Spontaneous Magnon Decays from Nonrelativistic Time-Reversal Symmetry Breaking in Altermagnets

Abstract: Quasiparticles are central to condensed matter physics, but their stability can be undermined by quantum many-body interactions. Magnons, quasiparticles in quantum magnets, are particularly intriguing because their properties are governed by both real and spin space. While crystal symmetries may be low, spin interactions often remain approximately isotropic, limiting spontaneous magnon decay. Textbook wisdom holds that collinear Heisenberg magnets follow a dichotomy: ferromagnets host stable magnons, while antiferromagnetic magnons may decay depending on dispersion curvature.
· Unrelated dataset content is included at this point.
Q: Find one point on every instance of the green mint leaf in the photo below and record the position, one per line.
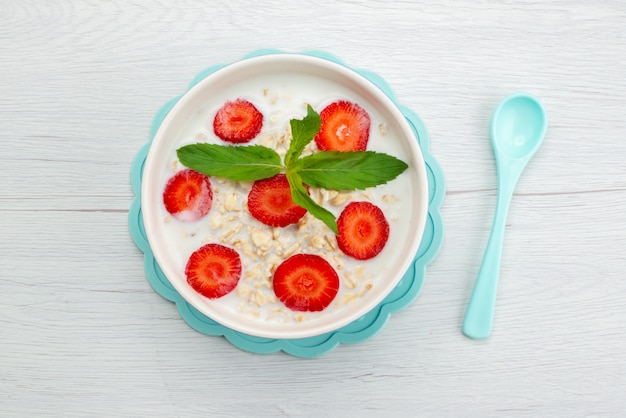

Up to now, relativistic spin-orbit coupling and noncollinear order that connect spin space to real space, were shown to introduce more complex magnon instability mechanisms. Here, we show that even in nonrelativistic isotropic collinear systems, this conventional dichotomy is disrupted in altermagnets. Altermagnets, a newly identified class of collinear magnets, exhibit compensated spin order with nonrelativistic time-reversal symmetry breaking and even-parity band splitting. Using kinematic analysis, nonlinear spin-wave theory, and quantum simulations, we reveal that even weak band splitting opens a decay phase space, driving quasiparticle breakdown. Additionally, d-wave altermagnets form a rare ``island of stability'' at the Brillouin zone center. Our findings establish a quasiparticle stability trichotomy in collinear Heisenberg magnets and position altermagnets as a promising platform for unconventional spin dynamics.